ASSOCIATED PRESS
ECONOMY – The Secretary of State for Tourism, Jean-Baptiste Lemoyne, estimates between 30 and 40 billion euros as “the immediate impact” of the health crisis on the French tourism sector, in an interview in Sunday newspaper published on August 9, highlighting that part of the international clientele “has disappeared.”
“In normal times, tourism generates 180 billion euros of income, 60 billion of which comes from international tourism. The immediate impact of the epidemic is at least 30 to 40 billion euros, ”says the Secretary of State.
“Many operators tell us that their turnover will be reduced between 20 and 25% by the end of the year,” he adds.
Jean-Baptiste Lemoyne observes that “the French are participating en masse in the reactivation of the tourism sector favoring France” and underlines that 7 out of 10 of those who went on vacation chose France. “The blue, white and red summer arrived,” she sums up.
“This saves the essentials,” says the Secretary of State. “But let’s be clear: in normal times, France receives 17 million foreign tourists every summer when 9 million French go abroad” and “part of this international clientele has disappeared,” he continues.
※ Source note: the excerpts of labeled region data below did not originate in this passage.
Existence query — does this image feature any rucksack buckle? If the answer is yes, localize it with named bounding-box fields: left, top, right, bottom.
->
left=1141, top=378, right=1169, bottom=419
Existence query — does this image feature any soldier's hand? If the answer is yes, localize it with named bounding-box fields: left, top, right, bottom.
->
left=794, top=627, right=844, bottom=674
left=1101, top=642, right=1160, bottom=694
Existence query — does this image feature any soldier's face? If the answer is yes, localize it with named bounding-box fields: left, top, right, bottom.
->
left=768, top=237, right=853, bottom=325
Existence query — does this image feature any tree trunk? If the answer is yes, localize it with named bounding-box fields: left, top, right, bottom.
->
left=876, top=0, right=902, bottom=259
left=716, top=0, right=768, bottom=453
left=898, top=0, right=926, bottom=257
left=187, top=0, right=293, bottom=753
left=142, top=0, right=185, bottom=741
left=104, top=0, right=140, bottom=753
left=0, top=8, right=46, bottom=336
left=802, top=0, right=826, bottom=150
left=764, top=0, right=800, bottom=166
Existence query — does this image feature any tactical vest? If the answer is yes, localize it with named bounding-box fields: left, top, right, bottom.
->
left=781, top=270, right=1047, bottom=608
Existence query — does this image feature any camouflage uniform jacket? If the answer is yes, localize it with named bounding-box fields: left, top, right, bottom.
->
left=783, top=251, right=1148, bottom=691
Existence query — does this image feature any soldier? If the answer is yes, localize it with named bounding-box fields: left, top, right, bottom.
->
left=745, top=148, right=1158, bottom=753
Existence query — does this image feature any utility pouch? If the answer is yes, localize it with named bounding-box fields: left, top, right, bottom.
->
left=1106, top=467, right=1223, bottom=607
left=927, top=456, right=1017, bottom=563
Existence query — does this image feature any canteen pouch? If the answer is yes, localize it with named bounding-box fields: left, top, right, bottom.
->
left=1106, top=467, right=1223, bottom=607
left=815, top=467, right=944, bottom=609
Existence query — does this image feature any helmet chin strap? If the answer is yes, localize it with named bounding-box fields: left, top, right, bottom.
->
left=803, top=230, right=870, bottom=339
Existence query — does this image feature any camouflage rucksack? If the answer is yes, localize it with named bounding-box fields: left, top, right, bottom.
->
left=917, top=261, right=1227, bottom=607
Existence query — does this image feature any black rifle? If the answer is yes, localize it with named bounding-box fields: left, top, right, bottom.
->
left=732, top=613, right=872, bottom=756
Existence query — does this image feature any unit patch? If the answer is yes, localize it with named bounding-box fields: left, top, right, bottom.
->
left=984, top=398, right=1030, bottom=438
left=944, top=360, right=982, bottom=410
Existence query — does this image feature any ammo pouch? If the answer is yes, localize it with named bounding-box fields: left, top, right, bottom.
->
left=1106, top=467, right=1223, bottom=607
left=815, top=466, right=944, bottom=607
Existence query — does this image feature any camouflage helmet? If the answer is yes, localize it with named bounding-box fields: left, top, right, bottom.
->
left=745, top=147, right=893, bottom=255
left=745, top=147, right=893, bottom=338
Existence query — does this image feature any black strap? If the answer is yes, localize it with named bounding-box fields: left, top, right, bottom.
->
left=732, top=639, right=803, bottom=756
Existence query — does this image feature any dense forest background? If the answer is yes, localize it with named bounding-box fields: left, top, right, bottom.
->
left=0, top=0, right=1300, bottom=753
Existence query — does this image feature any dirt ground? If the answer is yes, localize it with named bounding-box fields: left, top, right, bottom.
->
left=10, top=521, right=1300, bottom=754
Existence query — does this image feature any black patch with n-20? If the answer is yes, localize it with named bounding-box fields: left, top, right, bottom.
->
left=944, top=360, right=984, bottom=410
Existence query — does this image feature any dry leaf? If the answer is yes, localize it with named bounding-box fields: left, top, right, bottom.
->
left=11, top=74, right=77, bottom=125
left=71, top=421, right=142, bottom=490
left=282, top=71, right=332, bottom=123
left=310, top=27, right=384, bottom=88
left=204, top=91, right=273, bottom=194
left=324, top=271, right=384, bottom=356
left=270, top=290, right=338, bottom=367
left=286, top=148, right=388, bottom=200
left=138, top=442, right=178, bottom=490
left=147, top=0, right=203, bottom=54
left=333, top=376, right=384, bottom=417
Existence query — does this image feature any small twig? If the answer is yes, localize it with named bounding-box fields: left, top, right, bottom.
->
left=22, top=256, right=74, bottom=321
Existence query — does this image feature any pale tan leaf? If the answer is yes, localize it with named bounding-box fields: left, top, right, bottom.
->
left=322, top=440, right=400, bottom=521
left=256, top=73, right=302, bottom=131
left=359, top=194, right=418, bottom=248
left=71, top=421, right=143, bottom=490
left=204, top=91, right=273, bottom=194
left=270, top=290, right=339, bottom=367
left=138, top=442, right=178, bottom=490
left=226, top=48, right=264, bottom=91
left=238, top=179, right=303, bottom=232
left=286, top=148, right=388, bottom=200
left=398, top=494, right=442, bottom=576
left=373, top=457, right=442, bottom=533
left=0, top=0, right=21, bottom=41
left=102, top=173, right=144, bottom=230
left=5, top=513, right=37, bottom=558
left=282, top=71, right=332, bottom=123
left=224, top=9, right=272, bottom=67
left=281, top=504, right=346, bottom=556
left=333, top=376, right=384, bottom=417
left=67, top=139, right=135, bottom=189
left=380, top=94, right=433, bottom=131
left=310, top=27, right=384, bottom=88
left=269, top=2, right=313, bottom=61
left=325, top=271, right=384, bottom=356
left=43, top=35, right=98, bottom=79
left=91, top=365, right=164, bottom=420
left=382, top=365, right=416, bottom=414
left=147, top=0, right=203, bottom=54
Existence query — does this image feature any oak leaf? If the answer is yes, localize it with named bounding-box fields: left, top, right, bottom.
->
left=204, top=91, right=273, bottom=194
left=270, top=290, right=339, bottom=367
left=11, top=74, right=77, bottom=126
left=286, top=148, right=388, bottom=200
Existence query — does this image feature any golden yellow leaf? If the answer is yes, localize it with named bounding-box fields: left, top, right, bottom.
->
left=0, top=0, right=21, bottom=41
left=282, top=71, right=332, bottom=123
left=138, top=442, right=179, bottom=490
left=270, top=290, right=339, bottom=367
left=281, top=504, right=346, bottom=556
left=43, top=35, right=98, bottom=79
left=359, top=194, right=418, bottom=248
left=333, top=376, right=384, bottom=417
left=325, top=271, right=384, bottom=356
A hope of recovery for September?
Jean-Baptiste Lemoyne considers, however, “encouraging (…) that Belgian, German, Italian and Spanish clients’ departure intentions to France for September are higher than those of July and August”, which would allow “prolonging the summer” and “Consolidate the recovery of the sector”.
The Secretary of State also welcomes “an encouraging July” and “looks forward to an excellent August” and the off-season “in the colors of the Indian summer.”
But “this recovery is fragile,” he adds, because “as soon as a cluster appears, the effect is immediate on cancellations of stays and reservations.”